In both cases, if the input files provide quality information about the reads, BioSeqZip returns the collapsed sequences with a quality score, that is computed as the average consensus quality of the corresponding collapsed reads. On top of that, BioSeqZip allows to choose the format of the collapsed file (either Fastq, Fasta, Tagq or Tagsee Supplementary Text S1 for the file format description). By doing so, the user can choose whether to maintain the quality information (and hence, bear the corresponding computational costs) or not, with a pay-for-what-you-use philosophy.

Besides the read collapsing functionality, BioSeqZip implements also a re-expanding functionality, that is able to recover the original occurrences of each sequence to update, with the number of read occurrences, the alignment files generated by mapping algorithms.

The functionalities of BioSeqZip are implemented into two main modules: a Collapser for compacting the redundant reads and an Expander for restoring aligned and compacted files. The modules were developed in C++ leveraging several packages of the SeqAn C++ bioinformatics library (Doring et al., 2008; Reinert et al., 2017). Most of our design choices were explicitly made to optimize the memory consumption and the computational performance on systems equipped with medium hardware resources. In the following, we describe the main design aspects, functionality and supported file formats of the Collapser and the Expander modules.

### 2.1 BioSeqZip_Collapser module

Collapsing the reads is a powerful strategy to reduce the computational time and complexity of the alignment steps of an RNA-Seq or DNA-Seq analysis pipeline. Indeed, in files with billion of reads, the same sequence will likely be analyzed multiple times. The collapser module collapses and counts the occurrence of redundant reads, that are detected based on their identical sequence. This new reduced collection of non-redundant sequences can be stored in a much smaller file and used for optimized alignment analysis. BioSeqZip_Collapser accepts as input Fasta, Fastq or SAM file formats and generates compact output with four different file formats: Fasta, Fastq, Tag and Tagq (Supplementary Text S1.1).

All the input/output file formats can be optionally provided in compressed form (gzip).

The most straightforward approach to collapsing reads is the one implemented by the fastx_collapser routine offered in FASTX-Toolkit (Giardine et al., 2005). This solution requires to first load all the reads into the main memory, then to sort them, and finally to collapse them into unique tags, while counting and storing occurrence of the redundant reads. However, this approach is hugely memory-intensive, as it requires to load in memory the entire file that is typically in the order of tens of GBs.

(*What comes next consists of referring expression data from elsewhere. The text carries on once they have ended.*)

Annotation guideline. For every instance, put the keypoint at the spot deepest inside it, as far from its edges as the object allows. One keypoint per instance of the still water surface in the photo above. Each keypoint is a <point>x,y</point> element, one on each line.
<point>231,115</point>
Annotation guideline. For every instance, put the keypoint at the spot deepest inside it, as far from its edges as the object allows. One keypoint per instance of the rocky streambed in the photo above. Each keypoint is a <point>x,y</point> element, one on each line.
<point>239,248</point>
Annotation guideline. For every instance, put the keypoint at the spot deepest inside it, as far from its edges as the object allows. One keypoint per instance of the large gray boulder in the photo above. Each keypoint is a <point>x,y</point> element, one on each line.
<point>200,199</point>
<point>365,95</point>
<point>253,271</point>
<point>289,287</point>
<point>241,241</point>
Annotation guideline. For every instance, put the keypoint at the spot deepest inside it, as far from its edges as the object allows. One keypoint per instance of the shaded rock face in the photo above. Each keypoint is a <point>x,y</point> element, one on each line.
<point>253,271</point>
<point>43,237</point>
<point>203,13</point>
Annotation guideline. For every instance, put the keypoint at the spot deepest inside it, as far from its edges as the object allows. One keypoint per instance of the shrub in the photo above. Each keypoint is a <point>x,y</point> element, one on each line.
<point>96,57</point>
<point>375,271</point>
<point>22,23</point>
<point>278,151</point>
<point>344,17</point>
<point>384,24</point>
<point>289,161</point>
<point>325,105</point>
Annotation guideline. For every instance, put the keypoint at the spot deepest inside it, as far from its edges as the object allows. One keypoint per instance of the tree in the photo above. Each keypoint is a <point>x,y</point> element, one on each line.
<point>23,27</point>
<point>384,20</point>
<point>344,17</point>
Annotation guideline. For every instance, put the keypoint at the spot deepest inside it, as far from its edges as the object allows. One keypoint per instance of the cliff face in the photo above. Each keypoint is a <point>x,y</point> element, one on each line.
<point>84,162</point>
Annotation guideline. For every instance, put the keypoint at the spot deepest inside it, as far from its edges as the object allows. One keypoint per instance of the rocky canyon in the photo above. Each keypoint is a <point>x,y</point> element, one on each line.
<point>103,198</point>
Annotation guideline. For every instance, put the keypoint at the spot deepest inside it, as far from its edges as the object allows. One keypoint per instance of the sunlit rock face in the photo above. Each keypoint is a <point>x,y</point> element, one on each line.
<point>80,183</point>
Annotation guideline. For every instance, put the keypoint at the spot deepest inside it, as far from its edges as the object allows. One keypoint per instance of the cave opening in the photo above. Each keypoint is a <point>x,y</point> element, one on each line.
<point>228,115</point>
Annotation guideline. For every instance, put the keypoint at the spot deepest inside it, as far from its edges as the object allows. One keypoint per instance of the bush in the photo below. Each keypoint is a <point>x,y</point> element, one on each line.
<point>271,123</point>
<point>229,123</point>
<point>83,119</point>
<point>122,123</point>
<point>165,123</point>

Indeed, memory issues are always a critical aspect of NGS data analyses that typically exploit big data. As the dimension of the NGS files is generally huge, the amount of memory necessary to load a whole dataset will be overwhelming for medium–small memory systems such as standard workstations and laptops, leading to the necessity of leveraging powerful machines such as clusters of compute nodes and servers. Thus, increasing the costs of the analysis.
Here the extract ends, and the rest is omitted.